ICICI Securitie's research report on Indus Tower
Reported rental revenue slowed 7% YoY/1.3% QoQ to INR 46.4bn in Q1FY25. Rental/tenancy slipped 1% YoY/0.8% QoQ to INR 41.1k, and dip INR 340 QoQ due to lower rates and taxes pass-through, which are higher during Q4FY24 (seasonality). Rental is benefiting from rising single tenancy towers, and large 5G loading, but it has few drags which is making rental growth appears slow including, discounts on renewal (INR 500/month), and equalisation accounting. Further, Indus noted, new towers also have lower rental, as they need lower investments. Lean towers have grown to 11.2k, up 492 in Q1FY25, while rental/towers stand at INR 16.3k, up 10% QoQ.
Outlook
Indus Towers’ (Indus) Q1FY25 performance was good on two counts – 1) Strong net tenancy addition, at 6,340, despite 310 exits. 2) strong cash collection, including INR 7.6bn collected towards past overdue.

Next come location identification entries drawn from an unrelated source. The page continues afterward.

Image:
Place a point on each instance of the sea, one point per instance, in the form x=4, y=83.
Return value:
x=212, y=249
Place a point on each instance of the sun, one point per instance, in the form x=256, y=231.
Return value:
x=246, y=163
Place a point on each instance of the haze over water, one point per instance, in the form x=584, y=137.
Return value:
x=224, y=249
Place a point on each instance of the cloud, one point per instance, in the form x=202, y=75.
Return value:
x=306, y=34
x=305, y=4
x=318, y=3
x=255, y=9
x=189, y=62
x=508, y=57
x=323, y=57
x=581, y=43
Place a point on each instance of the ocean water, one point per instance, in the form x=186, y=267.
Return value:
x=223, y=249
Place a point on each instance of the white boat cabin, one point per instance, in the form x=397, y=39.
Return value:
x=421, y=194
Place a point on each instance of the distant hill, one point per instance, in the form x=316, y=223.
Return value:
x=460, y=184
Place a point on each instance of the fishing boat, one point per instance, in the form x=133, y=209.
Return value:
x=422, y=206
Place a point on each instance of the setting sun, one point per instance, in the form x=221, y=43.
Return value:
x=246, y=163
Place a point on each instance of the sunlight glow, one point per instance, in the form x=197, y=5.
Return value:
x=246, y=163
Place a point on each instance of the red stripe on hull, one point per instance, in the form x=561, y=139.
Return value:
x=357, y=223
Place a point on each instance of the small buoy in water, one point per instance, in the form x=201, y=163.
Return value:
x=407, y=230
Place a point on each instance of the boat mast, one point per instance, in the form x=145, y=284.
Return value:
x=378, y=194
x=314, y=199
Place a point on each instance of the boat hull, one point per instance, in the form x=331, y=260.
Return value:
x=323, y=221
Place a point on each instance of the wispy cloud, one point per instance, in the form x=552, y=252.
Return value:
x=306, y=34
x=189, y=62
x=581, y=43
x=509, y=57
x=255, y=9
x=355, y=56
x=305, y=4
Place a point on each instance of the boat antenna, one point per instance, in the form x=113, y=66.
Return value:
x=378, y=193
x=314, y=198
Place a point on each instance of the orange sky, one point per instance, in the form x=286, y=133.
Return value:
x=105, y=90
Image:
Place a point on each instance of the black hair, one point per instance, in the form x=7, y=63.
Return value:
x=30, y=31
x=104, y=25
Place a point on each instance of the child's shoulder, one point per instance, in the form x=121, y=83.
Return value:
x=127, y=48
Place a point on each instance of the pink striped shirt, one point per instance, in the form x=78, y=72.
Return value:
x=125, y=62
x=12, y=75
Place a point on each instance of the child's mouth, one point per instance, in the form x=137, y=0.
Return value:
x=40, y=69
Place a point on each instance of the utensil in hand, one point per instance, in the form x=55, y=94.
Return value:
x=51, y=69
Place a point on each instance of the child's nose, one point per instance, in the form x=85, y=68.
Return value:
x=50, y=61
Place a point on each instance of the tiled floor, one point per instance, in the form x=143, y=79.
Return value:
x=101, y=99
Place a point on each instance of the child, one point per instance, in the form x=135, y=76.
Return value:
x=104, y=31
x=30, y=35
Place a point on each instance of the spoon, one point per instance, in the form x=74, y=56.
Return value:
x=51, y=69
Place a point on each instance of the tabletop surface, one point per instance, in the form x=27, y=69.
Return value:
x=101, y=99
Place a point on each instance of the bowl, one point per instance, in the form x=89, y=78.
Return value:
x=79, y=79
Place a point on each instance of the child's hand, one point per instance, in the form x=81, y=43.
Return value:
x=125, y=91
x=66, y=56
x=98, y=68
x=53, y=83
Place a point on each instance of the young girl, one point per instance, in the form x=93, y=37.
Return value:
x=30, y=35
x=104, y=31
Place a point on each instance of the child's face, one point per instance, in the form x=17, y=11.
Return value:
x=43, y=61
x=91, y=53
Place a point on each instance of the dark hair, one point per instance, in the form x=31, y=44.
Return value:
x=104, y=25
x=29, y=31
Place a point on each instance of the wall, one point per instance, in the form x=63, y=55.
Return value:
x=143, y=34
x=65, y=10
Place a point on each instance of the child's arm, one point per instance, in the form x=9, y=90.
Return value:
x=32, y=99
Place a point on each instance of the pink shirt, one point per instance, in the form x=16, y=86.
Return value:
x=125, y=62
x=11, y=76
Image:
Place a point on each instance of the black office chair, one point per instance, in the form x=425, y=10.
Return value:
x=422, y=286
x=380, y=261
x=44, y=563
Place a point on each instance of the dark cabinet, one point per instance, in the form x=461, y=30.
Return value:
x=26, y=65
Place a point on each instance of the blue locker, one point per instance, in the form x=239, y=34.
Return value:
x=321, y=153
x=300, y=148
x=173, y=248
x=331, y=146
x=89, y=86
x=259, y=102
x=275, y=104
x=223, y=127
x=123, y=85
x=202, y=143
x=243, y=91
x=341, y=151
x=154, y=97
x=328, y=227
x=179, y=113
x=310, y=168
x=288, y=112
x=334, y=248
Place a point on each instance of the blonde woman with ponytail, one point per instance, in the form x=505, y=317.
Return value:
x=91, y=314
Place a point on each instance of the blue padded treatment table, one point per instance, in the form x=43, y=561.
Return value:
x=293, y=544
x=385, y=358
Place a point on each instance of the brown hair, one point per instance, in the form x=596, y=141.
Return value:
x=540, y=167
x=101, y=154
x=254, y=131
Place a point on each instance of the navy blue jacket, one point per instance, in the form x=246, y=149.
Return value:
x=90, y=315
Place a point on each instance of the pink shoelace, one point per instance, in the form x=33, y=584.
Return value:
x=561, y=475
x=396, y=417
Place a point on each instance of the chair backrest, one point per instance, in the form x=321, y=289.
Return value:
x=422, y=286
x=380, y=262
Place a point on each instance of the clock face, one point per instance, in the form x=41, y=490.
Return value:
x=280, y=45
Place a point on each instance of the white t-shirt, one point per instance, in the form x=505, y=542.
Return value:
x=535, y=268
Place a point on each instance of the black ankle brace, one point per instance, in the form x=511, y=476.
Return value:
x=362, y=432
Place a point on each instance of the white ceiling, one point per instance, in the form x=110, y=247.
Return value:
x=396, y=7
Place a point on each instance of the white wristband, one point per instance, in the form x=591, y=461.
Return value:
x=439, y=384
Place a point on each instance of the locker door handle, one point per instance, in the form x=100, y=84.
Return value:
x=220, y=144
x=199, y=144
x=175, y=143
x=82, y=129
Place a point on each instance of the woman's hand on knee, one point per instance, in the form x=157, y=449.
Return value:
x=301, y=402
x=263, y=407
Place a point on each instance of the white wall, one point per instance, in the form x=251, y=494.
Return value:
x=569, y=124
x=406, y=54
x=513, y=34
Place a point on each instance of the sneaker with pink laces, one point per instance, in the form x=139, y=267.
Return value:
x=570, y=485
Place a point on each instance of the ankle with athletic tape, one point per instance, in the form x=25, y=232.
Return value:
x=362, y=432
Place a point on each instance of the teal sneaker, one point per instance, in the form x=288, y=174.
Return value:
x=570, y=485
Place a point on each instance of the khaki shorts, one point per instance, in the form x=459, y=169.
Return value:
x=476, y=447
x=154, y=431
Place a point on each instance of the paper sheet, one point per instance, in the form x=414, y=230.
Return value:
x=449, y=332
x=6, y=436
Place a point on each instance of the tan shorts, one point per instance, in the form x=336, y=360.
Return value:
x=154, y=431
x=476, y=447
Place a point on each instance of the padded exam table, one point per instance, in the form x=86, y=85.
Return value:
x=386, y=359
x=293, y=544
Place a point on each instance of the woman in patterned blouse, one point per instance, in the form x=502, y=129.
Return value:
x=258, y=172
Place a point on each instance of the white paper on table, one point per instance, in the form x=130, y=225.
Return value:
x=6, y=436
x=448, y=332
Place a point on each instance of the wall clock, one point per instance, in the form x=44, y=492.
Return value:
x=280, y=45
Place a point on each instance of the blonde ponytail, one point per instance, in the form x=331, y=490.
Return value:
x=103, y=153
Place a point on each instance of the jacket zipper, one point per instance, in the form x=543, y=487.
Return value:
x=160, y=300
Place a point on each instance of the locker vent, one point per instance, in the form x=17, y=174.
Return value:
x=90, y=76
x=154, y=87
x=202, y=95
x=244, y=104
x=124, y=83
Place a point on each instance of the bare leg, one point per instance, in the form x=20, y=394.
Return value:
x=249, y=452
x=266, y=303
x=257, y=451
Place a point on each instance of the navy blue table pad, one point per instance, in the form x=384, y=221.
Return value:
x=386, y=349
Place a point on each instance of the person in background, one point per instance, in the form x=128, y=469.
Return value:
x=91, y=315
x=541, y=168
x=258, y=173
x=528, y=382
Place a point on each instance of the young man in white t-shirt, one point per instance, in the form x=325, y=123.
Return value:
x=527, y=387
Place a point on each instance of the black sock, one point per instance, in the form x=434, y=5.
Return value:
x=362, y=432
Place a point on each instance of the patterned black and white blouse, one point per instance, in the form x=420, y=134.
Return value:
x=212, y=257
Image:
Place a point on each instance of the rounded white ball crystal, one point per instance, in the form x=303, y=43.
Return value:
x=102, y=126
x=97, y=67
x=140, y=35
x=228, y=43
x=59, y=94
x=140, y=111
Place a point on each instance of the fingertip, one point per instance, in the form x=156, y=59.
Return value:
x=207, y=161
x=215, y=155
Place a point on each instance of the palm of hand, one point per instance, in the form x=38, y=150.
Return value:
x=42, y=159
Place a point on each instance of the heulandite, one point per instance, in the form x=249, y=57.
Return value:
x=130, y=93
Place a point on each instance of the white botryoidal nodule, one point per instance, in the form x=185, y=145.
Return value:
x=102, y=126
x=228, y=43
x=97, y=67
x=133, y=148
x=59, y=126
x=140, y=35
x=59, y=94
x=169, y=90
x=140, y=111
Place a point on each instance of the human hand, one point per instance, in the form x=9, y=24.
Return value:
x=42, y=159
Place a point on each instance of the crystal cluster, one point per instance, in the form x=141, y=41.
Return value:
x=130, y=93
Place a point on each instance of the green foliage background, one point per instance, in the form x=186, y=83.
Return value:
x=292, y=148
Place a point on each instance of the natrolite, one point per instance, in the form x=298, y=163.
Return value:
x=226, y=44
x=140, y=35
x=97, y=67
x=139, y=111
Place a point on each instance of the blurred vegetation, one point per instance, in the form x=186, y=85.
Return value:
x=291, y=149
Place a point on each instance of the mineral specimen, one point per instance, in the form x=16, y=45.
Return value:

However, energy losses burgeoned due to seasonality and reconciliation disputes; and rental/tenant dipped 0.8% QoQ, largely due to lower rates and taxes pass-through revenue. VIL should embark on a capex cycle, which would likely provide tenancy growth opportunity for Indus forthwith; and Indus is unperturbed by the rise in competitive intensity or price pressure. The dominant incremental tenancy share for Indus is baked into our estimates, which remains unchanged with a DCFbased TP at INR 270. Retain SELL as CMP factors in sustained >10% EPS growth, which appears stretched.